Das schlechte Betriebsklima und die unpünktlichen Gehaltszahlungen stellen Vertragsverstöße dar, die ggf. nach erfolgloser Abmahnung eine fristlose Kündigung Ihrerseits rechtfertigen könnten. Für eine zuverlässige Beurteilung reichen die uns erteilten Informationen nicht aus.
Wirksam und ohne Abmahnung eine fristlose Kündigung auszusprechen, halte ich vorliegend jedoch für sehr bedenklich.
Der Umstand, dass seit 11 Jahren keine Gehaltserhöhung erfolgte, hilft Ihnen bei Ihrer Frage leider nicht. Es ist allerdings denkbar, dass insofern gegen Tarifrecht verstoßen worden ist, was eine eingehendere Prüfung erfordern würde.
Grundsätzlich gilt für den Fall, dass die Kündigungsfristen nicht durch eine fristlose Kündung oder Aufhebungsvertrag verkürzt werden können:
Auch wenn die Kündigungsfrist nicht mehr eingehalten werden kann, weil der neue Job kurzfristig angetreten werden muss, so kann sich ein Verstoß gegen die geltenden Kündigungsfrist für die Eigenkündigung u.U. wirtschaftlich lohnen. Das gilt natürlich dann, wenn der neue Arbeitgeber beim Beginn des Arbeitsverhältnisses keine Kompromisse machen kann oder will. Sie müssen dann folgendes prüfen:
- Vertragsstrafenregelung im Arbeitsvertrag prüfen (gibt es eine? Ist diese wirksam?)
- Bei Tätigkeit für Konkurrenzunternehmen Risiko einer einstweiligen Verfügung beachten
- Viele Vertragsstrafenregelungen in alten Arbeitsverträgen, aber auch in neuen Verträgen entsprechen nicht mehr der neuen rechtlichen Lage seit der sog. Schuldrechtsreform. Diese Prüfung kann nur ein Rechtsanwalt, am besten ein im Arbeitsrecht versierter Rechtsanwalt, vornehmen. Hierzu müßte jedoch Einsicht in den Arbeitsvertrag genommen werden.

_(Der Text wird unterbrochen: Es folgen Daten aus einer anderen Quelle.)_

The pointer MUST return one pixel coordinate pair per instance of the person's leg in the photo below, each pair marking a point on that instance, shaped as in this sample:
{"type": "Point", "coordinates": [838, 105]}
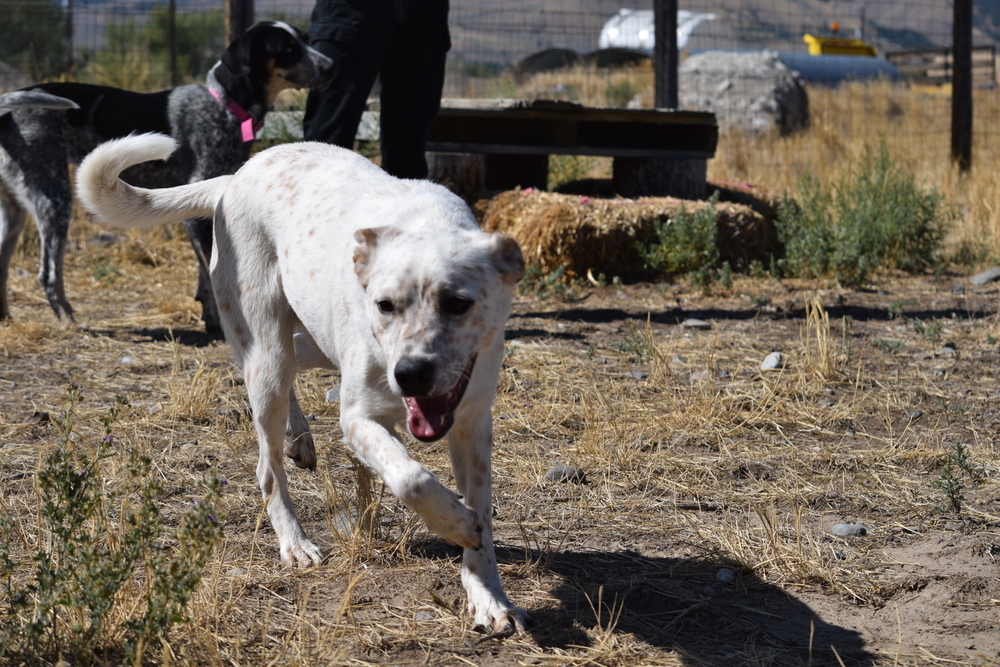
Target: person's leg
{"type": "Point", "coordinates": [412, 81]}
{"type": "Point", "coordinates": [357, 43]}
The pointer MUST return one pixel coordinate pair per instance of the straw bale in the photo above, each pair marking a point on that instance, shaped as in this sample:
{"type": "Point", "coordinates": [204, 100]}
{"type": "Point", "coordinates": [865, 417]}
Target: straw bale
{"type": "Point", "coordinates": [584, 233]}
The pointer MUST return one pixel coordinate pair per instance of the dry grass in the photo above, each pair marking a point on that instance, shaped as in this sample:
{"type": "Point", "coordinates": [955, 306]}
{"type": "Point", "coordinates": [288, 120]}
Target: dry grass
{"type": "Point", "coordinates": [846, 123]}
{"type": "Point", "coordinates": [584, 234]}
{"type": "Point", "coordinates": [696, 461]}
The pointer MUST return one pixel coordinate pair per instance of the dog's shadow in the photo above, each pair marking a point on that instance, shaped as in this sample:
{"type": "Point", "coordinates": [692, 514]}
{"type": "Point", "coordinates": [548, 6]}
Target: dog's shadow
{"type": "Point", "coordinates": [677, 605]}
{"type": "Point", "coordinates": [184, 337]}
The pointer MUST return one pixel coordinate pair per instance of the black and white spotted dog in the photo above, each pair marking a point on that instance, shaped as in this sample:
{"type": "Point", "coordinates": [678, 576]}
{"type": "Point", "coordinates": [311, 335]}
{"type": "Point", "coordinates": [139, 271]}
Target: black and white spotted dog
{"type": "Point", "coordinates": [46, 127]}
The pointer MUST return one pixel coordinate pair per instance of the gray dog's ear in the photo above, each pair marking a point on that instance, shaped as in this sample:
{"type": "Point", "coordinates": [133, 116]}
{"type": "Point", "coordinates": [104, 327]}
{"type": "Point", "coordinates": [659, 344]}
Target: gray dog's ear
{"type": "Point", "coordinates": [368, 240]}
{"type": "Point", "coordinates": [508, 258]}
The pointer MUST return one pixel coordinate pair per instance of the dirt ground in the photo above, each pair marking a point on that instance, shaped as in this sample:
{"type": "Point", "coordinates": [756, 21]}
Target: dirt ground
{"type": "Point", "coordinates": [703, 534]}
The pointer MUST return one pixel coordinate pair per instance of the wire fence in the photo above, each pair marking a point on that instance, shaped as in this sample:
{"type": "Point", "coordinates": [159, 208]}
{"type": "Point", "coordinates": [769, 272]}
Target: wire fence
{"type": "Point", "coordinates": [500, 49]}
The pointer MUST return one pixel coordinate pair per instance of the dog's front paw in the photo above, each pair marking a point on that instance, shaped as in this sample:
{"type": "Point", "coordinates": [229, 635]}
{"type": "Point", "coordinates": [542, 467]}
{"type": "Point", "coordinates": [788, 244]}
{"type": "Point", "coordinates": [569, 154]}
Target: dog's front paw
{"type": "Point", "coordinates": [498, 617]}
{"type": "Point", "coordinates": [301, 553]}
{"type": "Point", "coordinates": [458, 524]}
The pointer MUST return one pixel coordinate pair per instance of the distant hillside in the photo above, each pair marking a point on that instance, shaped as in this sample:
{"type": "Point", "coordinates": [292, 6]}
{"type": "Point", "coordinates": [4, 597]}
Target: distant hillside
{"type": "Point", "coordinates": [491, 31]}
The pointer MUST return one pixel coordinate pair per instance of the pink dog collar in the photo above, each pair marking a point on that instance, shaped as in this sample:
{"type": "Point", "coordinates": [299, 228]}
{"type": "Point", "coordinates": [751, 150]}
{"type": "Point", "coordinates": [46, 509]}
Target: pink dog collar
{"type": "Point", "coordinates": [249, 126]}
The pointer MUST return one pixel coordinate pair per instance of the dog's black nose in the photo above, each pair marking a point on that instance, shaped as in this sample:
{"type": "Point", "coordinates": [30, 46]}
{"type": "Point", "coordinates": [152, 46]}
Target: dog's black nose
{"type": "Point", "coordinates": [415, 376]}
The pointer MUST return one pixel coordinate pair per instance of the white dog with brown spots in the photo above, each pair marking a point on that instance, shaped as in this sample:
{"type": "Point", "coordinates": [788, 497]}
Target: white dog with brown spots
{"type": "Point", "coordinates": [320, 259]}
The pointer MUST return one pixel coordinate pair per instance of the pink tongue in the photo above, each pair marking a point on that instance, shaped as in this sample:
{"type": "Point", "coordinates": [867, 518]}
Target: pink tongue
{"type": "Point", "coordinates": [427, 416]}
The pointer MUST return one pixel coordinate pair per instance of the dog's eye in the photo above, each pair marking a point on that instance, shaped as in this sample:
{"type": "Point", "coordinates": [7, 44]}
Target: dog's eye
{"type": "Point", "coordinates": [457, 305]}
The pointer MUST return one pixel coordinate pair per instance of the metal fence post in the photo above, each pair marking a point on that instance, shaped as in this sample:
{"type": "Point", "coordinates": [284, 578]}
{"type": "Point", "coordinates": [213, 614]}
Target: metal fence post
{"type": "Point", "coordinates": [961, 86]}
{"type": "Point", "coordinates": [665, 53]}
{"type": "Point", "coordinates": [239, 17]}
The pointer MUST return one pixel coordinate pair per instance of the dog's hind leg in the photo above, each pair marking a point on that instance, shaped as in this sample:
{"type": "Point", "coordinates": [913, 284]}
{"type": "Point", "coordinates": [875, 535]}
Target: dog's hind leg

Immer ist jedoch das Verbot, für die Konkurrenz tätig zu werden, solange der Arbeitsvertrag besteht, zu beachten, auch bei einer vorfristigen Kündigung. Das hindert nicht daran, vorzeitig zu einem anderen Arbeitgeber zu wechseln, aber daran, zu einem mit dem bisherigen Arbeitgeber im Wettbewerb stehenden Unternehmen zu wechseln. Der wechselnde Arbeitnehmer riskiert dann eine einstweilige Verfügung, mit der ihm die Tätigkeit beim neuen Arbeitgeber bis zum Ablauf der (richtigen) Kündigungsfrist untersagt wird. Das ist beim neuen Arbeitgeber keine gute Empfehlung.
Es sollte daher zunächst versucht werden, mit dem Arbeitgeber über einen Aufhebungsvertrag zu sprechen. Sofern gewünscht, übernehmen wir dies gegen gesonderte Honorierung gerne für Sie.
Ich hoffe, Ihnen eine Orientierung geboten zu haben.